Aquel día Stephen estaba vestido de camuflaje, aunque no con el verde oliva militar o el beige de la Tormenta del Desierto. Llevaba téjanos, zapatillas Reebok, una camisa de trabajo y una cazadora gris salpicada con manchas de pintura. En su cinturón tenía el móvil y una gran cinta métrica. Tenía el aspecto de cualquier contratista de Manhattan, y hoy llevaba aquel atuendo porque nadie repararía en él si veía a un trabajador con guantes de algodón un día de primavera.

Caminó hacia el exterior.

Todavía había mucha gente. Pero sus manos estaban limpias y ya no sentía temor.

Se detuvo en la esquina y miró calle abajo hacia el edificio que había sido el hogar del Marido y de su Mujer, pero que ahora era sólo de la Mujer porque el Marido había estallado en un millón de pedacitos sobre la Tierra de Lincoln[17].

De manera que dos testigos todavía estaban vivos y ambos debían morir antes que el gran jurado se reuniera el lunes. Miró su aparatoso reloj de acero inoxidable. Eran las nueve y media de la mañana del sábado.

Soldado, ¿tiene suficiente tiempo para atrapar a los dos?

Señor, quizá no atrape a los dos ahora, pero todavía tengo casi cuarenta y ocho horas, señor.
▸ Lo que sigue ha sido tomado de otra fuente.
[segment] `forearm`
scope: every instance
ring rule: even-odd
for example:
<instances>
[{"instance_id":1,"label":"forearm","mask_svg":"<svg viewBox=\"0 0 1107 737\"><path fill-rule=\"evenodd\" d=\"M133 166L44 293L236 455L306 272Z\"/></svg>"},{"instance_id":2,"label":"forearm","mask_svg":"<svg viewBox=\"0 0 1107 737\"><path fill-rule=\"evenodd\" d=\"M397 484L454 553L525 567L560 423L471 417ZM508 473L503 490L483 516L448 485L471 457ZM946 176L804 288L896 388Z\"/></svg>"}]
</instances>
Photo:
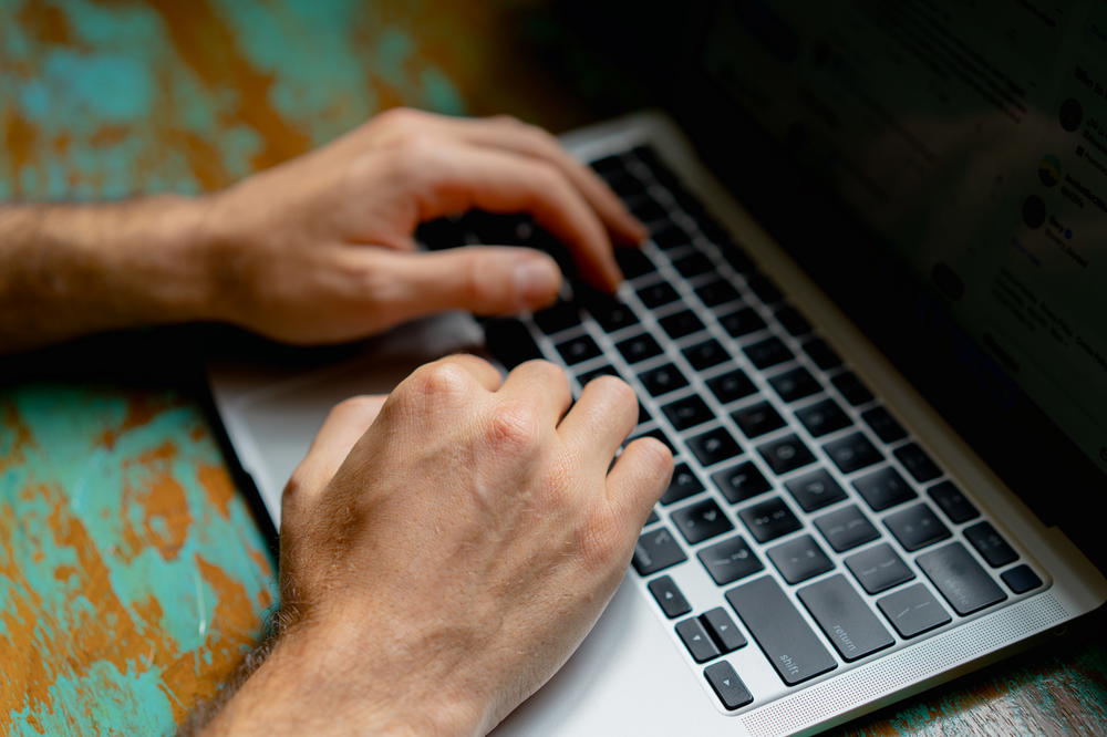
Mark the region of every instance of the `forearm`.
<instances>
[{"instance_id":1,"label":"forearm","mask_svg":"<svg viewBox=\"0 0 1107 737\"><path fill-rule=\"evenodd\" d=\"M0 353L215 316L200 199L0 206Z\"/></svg>"}]
</instances>

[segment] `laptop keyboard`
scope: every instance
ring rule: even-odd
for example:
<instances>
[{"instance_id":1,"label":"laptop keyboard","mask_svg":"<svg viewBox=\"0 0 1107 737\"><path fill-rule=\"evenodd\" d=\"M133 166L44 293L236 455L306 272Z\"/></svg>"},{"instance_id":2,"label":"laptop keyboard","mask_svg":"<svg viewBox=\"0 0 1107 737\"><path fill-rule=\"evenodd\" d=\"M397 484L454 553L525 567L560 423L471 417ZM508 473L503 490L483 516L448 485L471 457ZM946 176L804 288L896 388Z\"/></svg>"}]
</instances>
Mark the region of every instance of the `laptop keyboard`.
<instances>
[{"instance_id":1,"label":"laptop keyboard","mask_svg":"<svg viewBox=\"0 0 1107 737\"><path fill-rule=\"evenodd\" d=\"M509 369L562 364L578 394L601 374L635 388L631 439L664 442L675 471L633 568L725 709L1043 585L653 149L592 167L652 233L617 250L617 297L573 282L565 247L527 217L470 212L420 238L534 246L569 277L571 294L532 318L486 320L488 347ZM702 610L679 583L699 585L689 567L716 589L692 598ZM773 693L743 681L732 654L749 643Z\"/></svg>"}]
</instances>

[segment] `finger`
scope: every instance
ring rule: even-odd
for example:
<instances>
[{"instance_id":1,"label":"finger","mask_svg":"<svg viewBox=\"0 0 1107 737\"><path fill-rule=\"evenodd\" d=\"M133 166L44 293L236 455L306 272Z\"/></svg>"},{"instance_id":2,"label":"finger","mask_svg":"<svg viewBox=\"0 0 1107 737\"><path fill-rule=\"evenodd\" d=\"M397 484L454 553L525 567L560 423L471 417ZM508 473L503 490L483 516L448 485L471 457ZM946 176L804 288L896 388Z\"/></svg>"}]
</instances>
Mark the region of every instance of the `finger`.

Es tiempo más que suficiente para localizar y neutralizar ambos objetivos, señor.

Pero, soldado, ¿se atreve con los desafíos?
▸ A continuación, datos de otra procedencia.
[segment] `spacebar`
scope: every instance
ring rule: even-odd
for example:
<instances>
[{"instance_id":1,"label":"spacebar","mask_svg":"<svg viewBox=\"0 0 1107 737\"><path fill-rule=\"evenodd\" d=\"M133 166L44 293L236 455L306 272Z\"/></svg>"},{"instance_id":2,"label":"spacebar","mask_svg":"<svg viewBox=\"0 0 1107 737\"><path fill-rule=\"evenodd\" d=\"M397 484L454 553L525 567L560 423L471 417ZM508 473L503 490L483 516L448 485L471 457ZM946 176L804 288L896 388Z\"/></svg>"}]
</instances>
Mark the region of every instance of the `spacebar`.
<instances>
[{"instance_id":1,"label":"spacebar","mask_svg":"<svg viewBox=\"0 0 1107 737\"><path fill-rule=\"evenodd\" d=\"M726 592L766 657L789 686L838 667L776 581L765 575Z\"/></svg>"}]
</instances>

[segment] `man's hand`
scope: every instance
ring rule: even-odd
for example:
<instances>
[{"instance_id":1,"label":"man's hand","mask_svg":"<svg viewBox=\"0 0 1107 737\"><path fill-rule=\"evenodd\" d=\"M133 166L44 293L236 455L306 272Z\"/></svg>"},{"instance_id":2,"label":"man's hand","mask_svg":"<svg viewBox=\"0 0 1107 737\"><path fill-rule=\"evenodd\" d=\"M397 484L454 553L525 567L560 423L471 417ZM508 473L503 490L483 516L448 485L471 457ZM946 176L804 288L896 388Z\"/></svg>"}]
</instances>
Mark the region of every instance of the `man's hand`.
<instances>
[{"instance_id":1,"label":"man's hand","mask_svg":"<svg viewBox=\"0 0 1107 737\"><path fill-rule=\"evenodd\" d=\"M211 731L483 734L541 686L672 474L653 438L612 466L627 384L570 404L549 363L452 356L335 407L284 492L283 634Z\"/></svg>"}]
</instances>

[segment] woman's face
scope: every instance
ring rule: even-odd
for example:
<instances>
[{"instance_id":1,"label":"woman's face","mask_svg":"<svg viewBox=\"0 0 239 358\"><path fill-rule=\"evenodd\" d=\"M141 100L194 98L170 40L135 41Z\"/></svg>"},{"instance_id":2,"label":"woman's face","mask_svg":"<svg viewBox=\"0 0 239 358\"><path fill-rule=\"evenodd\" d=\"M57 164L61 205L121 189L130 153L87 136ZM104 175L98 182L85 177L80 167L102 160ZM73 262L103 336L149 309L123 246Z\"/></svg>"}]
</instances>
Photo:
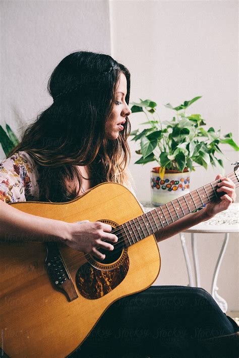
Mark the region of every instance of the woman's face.
<instances>
[{"instance_id":1,"label":"woman's face","mask_svg":"<svg viewBox=\"0 0 239 358\"><path fill-rule=\"evenodd\" d=\"M115 139L121 130L124 129L126 117L131 114L131 110L125 101L127 92L127 81L123 73L121 73L116 87L115 100L112 112L105 123L105 138Z\"/></svg>"}]
</instances>

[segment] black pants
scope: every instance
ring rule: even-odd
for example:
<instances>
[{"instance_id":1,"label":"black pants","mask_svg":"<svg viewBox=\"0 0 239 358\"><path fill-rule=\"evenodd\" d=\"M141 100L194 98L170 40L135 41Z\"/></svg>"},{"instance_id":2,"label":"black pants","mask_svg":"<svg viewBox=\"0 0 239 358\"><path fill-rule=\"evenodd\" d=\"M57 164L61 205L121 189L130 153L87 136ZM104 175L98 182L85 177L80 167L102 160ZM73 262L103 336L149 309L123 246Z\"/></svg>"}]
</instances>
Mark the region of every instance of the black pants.
<instances>
[{"instance_id":1,"label":"black pants","mask_svg":"<svg viewBox=\"0 0 239 358\"><path fill-rule=\"evenodd\" d=\"M207 358L202 342L236 330L203 289L152 286L114 302L71 358Z\"/></svg>"}]
</instances>

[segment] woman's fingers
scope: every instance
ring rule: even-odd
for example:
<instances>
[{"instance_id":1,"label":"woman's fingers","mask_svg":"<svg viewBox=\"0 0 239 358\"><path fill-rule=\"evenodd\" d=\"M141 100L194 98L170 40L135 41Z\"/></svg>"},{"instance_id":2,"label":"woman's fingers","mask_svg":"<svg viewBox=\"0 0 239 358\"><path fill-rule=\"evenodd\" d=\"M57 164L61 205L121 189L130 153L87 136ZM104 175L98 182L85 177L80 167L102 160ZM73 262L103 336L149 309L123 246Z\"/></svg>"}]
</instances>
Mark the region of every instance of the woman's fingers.
<instances>
[{"instance_id":1,"label":"woman's fingers","mask_svg":"<svg viewBox=\"0 0 239 358\"><path fill-rule=\"evenodd\" d=\"M230 188L232 188L234 189L235 188L235 185L232 180L228 178L226 178L223 179L221 179L220 183L218 183L217 186L220 188L223 186L228 186Z\"/></svg>"},{"instance_id":2,"label":"woman's fingers","mask_svg":"<svg viewBox=\"0 0 239 358\"><path fill-rule=\"evenodd\" d=\"M235 184L229 178L227 178L227 177L223 178L221 176L220 176L221 177L219 178L219 176L220 174L217 175L216 178L216 180L218 180L219 179L220 180L220 182L217 184L217 192L224 192L226 193L227 194L227 196L231 199L231 202L233 202L236 197L235 193ZM227 196L223 195L221 196L221 199L222 200L226 199L226 198L227 197Z\"/></svg>"},{"instance_id":3,"label":"woman's fingers","mask_svg":"<svg viewBox=\"0 0 239 358\"><path fill-rule=\"evenodd\" d=\"M103 241L101 240L97 240L97 244L98 245L97 248L100 247L102 249L104 249L104 250L108 250L109 251L112 251L113 250L113 246L105 241Z\"/></svg>"},{"instance_id":4,"label":"woman's fingers","mask_svg":"<svg viewBox=\"0 0 239 358\"><path fill-rule=\"evenodd\" d=\"M225 194L221 197L221 199L226 202L228 203L229 204L231 204L233 202L232 199L227 195L227 194Z\"/></svg>"},{"instance_id":5,"label":"woman's fingers","mask_svg":"<svg viewBox=\"0 0 239 358\"><path fill-rule=\"evenodd\" d=\"M228 194L231 194L232 195L234 193L234 189L230 187L229 186L221 186L218 189L217 189L217 191L218 193L220 193L222 191L224 191Z\"/></svg>"},{"instance_id":6,"label":"woman's fingers","mask_svg":"<svg viewBox=\"0 0 239 358\"><path fill-rule=\"evenodd\" d=\"M96 258L99 259L100 260L104 260L105 258L105 255L104 254L101 254L101 252L98 251L98 250L95 248L93 247L92 248L92 255Z\"/></svg>"}]
</instances>

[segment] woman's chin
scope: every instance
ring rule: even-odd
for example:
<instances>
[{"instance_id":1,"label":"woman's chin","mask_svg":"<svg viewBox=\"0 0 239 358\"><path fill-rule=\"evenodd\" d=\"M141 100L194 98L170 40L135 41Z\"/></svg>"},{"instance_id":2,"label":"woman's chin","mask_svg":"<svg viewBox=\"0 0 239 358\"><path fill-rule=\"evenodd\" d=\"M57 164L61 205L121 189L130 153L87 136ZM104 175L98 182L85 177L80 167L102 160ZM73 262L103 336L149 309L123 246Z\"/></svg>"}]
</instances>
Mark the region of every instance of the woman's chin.
<instances>
[{"instance_id":1,"label":"woman's chin","mask_svg":"<svg viewBox=\"0 0 239 358\"><path fill-rule=\"evenodd\" d=\"M106 139L115 140L118 137L118 132L113 132L113 133L107 133L106 135Z\"/></svg>"}]
</instances>

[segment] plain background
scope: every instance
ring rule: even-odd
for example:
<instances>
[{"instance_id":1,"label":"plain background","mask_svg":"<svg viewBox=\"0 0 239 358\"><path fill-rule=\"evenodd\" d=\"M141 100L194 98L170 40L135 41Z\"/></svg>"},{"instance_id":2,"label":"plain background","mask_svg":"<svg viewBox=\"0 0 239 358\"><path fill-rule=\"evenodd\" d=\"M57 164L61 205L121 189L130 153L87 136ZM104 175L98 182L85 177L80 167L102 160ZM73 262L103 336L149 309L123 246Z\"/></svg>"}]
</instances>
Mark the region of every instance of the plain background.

Señor, yo vivo para los desafíos, señor.

Había un solo coche patrulla enfrente de la casa. Ya lo esperaba…

Muy bien, tenemos una zona muy conocida enfrente de la casa y una desconocida en su interior…
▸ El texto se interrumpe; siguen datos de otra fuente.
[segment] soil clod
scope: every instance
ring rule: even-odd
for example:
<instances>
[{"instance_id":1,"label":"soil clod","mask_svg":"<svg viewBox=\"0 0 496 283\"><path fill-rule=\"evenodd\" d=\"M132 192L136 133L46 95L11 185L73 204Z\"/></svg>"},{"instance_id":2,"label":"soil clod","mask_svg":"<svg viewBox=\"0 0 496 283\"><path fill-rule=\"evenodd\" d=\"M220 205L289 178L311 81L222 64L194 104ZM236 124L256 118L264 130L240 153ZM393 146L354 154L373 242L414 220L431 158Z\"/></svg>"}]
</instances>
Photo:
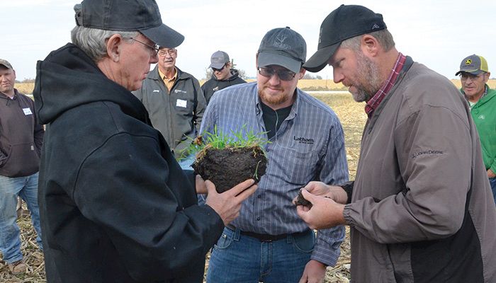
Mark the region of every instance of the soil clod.
<instances>
[{"instance_id":1,"label":"soil clod","mask_svg":"<svg viewBox=\"0 0 496 283\"><path fill-rule=\"evenodd\" d=\"M296 200L295 201L295 204L296 205L303 205L305 207L308 207L309 208L312 207L312 202L308 201L307 200L303 197L303 194L301 192L301 191L303 189L300 189L300 192L298 194L298 197L296 198Z\"/></svg>"},{"instance_id":2,"label":"soil clod","mask_svg":"<svg viewBox=\"0 0 496 283\"><path fill-rule=\"evenodd\" d=\"M260 180L267 168L267 158L260 146L205 148L192 165L195 173L225 192L247 180Z\"/></svg>"}]
</instances>

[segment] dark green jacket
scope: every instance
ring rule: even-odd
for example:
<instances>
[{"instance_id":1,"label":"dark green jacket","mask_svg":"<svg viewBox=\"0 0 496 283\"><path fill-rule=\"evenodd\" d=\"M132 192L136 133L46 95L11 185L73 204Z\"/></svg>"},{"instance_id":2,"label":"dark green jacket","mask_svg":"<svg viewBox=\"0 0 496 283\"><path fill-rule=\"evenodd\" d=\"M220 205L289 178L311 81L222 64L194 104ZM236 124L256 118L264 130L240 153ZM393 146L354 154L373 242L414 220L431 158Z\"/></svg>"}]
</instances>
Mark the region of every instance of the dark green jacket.
<instances>
[{"instance_id":1,"label":"dark green jacket","mask_svg":"<svg viewBox=\"0 0 496 283\"><path fill-rule=\"evenodd\" d=\"M179 152L198 134L206 102L198 81L176 68L177 79L170 92L160 78L157 65L133 93L143 103L153 127Z\"/></svg>"}]
</instances>

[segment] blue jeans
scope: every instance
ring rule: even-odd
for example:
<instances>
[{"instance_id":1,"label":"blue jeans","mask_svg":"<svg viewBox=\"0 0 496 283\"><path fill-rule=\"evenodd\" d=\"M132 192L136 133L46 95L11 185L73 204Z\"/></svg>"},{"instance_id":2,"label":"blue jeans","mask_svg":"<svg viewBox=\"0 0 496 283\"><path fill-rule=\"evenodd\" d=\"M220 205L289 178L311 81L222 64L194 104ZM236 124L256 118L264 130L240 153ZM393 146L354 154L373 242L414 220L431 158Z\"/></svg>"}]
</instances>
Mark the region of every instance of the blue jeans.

Miró calle arriba y calle abajo, luego caminó por la acera. Se había frotado tanto las manos que le escocían. La mochila pesaba cerca de veintisiete kilos pero apenas la sentía. Stephen, el del corte de pelo militar, era puro músculo.

Mientras caminaba, se imaginó a sí mismo como un vecino más. Anónimo. No quería pensar en sí mismo como Stephen, o como el señor Kall ni como Todd Johnson o Stan Bledsoe, o como cualquiera de los otros alias que había utilizado en los últimos diez años. Su nombre verdadero era como un aparato de gimnasia oxidado, colocado en el patio, algo que se tenía en cuenta pero no se veía realmente.

De repente se volvió y entró en el vestíbulo del edificio que se alzaba frente al domicilio de la Mujer. Stephen abrió la puerta principal empujándola y miró los amplios ventanales de enfrente, ocultos parcialmente por un cornejo en flor. Se colocó un par de teleobjetivos de caza, muy caros y con un tinte amarillo, y el resplandor de las ventanas desapareció. Podía ver figuras que se movían en el interior del piso. Un policía… no, dos policías. Un hombre de espaldas de la ventana. Quizá el Amigo, el otro testigo al que le habían pagado para matar. Y ¡…sí! Estaba la Mujer. Baja. Hogareña.

Con aspecto de muchacho. Llevaba una blusa blanca. Sería fácil darle.

Ella salió de su campo de visión.

Stephen se agachó y abrió la cremallera de su mochila.